We're in the process of rewriting a web application in Java, coming from PHP. I think, but I'm not really sure, that we might run into problems in regard to connection pooling. The application in itself is multitenant, and is a combination of "Separate database" and "Separate schema".

For every Postgres database server instance, there can be more than 1 database (named schemax_XXX) holding more than 1 schema (where the schema is a tenant). On signup, one of two things can happen:

  1. A new tenant schema is created in the highest numbered schema_XXX database.
  2. The signup process sees that a database has been fully allocated and creates a new schemas_XXX+1 database. In this new database, the tenant schema is created.

All tenants are known via a central registry (also a Postgres database). When a session is established the registry will resolve the host, database and schema of the tenant and a database session is established for that HTTP request.

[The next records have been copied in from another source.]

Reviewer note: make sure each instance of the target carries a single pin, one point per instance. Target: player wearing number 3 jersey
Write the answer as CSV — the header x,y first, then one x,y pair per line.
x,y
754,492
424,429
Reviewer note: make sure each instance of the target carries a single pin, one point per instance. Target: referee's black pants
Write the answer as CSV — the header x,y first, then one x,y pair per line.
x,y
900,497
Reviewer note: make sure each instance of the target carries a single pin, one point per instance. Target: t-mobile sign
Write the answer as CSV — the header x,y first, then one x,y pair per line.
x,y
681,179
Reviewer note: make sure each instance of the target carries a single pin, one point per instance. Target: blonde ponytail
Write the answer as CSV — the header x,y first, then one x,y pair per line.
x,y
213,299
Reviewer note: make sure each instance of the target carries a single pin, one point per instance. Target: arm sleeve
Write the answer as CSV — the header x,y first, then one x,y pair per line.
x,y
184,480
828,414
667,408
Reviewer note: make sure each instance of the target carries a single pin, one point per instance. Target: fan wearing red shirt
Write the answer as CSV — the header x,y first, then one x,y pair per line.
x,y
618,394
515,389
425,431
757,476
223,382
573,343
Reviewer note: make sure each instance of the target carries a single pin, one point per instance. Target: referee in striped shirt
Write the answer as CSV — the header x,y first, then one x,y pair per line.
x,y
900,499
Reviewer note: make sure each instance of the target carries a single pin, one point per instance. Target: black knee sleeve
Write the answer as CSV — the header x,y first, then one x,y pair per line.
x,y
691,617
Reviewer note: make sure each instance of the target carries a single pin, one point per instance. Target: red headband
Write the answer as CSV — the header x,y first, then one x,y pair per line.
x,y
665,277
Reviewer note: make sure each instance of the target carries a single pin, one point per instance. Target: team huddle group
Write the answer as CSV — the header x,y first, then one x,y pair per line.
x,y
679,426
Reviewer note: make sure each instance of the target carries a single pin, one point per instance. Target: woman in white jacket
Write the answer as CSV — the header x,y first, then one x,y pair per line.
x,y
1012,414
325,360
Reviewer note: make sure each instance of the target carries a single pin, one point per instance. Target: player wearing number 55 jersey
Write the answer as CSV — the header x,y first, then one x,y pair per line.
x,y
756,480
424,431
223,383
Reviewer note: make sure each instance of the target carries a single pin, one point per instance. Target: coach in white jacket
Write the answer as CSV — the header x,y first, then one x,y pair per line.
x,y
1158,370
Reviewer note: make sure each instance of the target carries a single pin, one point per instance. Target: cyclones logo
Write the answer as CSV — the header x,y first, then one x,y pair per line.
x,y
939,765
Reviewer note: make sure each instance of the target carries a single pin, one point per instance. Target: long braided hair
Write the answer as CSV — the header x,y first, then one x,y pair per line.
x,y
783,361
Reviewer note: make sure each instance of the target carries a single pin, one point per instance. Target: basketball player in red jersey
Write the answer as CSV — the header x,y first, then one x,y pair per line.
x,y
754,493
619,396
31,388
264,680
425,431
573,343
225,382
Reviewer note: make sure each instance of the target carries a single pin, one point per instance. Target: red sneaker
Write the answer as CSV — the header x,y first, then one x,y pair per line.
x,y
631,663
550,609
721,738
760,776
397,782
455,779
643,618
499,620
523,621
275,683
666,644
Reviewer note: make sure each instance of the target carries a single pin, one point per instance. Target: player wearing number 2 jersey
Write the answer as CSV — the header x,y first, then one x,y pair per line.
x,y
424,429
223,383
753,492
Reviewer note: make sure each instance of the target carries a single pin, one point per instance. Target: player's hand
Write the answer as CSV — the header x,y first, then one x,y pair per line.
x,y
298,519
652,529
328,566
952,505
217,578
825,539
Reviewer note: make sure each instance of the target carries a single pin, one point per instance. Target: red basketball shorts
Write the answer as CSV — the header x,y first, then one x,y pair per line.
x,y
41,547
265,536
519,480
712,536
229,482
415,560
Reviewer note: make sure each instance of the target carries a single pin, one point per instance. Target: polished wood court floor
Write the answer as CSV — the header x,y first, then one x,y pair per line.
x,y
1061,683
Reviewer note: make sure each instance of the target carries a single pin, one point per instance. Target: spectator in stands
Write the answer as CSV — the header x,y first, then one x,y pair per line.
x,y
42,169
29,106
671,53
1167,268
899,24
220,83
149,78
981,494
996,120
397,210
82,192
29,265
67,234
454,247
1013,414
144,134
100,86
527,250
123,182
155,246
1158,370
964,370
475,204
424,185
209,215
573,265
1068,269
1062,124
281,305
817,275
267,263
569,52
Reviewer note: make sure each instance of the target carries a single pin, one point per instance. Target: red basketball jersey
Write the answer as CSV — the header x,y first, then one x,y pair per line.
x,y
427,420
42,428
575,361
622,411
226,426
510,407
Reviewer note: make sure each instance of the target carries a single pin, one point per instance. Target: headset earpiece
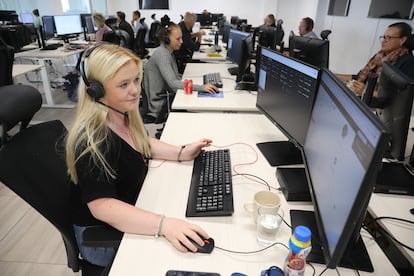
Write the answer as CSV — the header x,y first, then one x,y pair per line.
x,y
94,88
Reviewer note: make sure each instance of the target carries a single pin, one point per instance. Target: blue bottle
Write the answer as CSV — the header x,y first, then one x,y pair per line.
x,y
299,248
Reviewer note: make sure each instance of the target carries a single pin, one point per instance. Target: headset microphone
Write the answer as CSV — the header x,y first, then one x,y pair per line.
x,y
114,109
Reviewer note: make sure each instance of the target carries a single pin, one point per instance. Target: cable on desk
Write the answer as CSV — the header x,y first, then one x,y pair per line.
x,y
254,251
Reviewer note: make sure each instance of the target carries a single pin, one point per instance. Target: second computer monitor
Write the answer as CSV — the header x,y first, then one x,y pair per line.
x,y
286,91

Now, the problem I think I'm seeing here is twofold:

  1. A JDBC connection pool is defined when the application starts. With that I mean that all databases (host+database) are known at startup. This conflicts with the signup process.
  2. When I'm writing this we have ~20 database servers with ~1000 databases (for a total sum of ~100k (tenant) schemas. Given those numbers, I would need 20*1000 data sources for every instance of the application. I'm assuming that all pools are also, at one time or another, also started. I'm not sure how much resources a pool allocates, but it must be a non trivial amount for 20k pools.

So, is it feasable to even assume that a connection pool can be used for this?

For the first problem, I guess that a pool with support for JMX can be used, and that we create a new datasource when and if a new schemas_XXX database is created. The larger issue is that of the huge amount of pools. For this, I guess, some sort of pool manager should be used that can terminate a pool that have no open connections (and on demand also start a pool). I have not found anything that supports this.

What options do I have? Or should I just bite the bullet and fall back to an out of process connection pool such as PgBouncer and establish a plain JDBC connection per request, similar to how we're handling it now with PHP?

c0dem4gnetic
  • 932
  • 1
  • 7
  • 24

1 Answers1

1

A few things:

  1. A Connection pool need not be instantiated only at application start-up. You can create or destroy them whenever you want;
  2. You obviously don't want to eagerly create one Connection pool per database or schema to be open at all times. You'd need to keep at least 20000 or 100000 Connections open if you did, a nonstarter even before you get to the non-Connection resources used by the DataSource;
  3. If, as is likely, requests for Connections for a particular tenant tend to cluster, you might consider lazily, dynamically instantiating pools, and destroying them after some timeout if they've not handled a request for a while.

Good luck!

Steve Waldman
  • 13,689
  • 1
  • 35
  • 45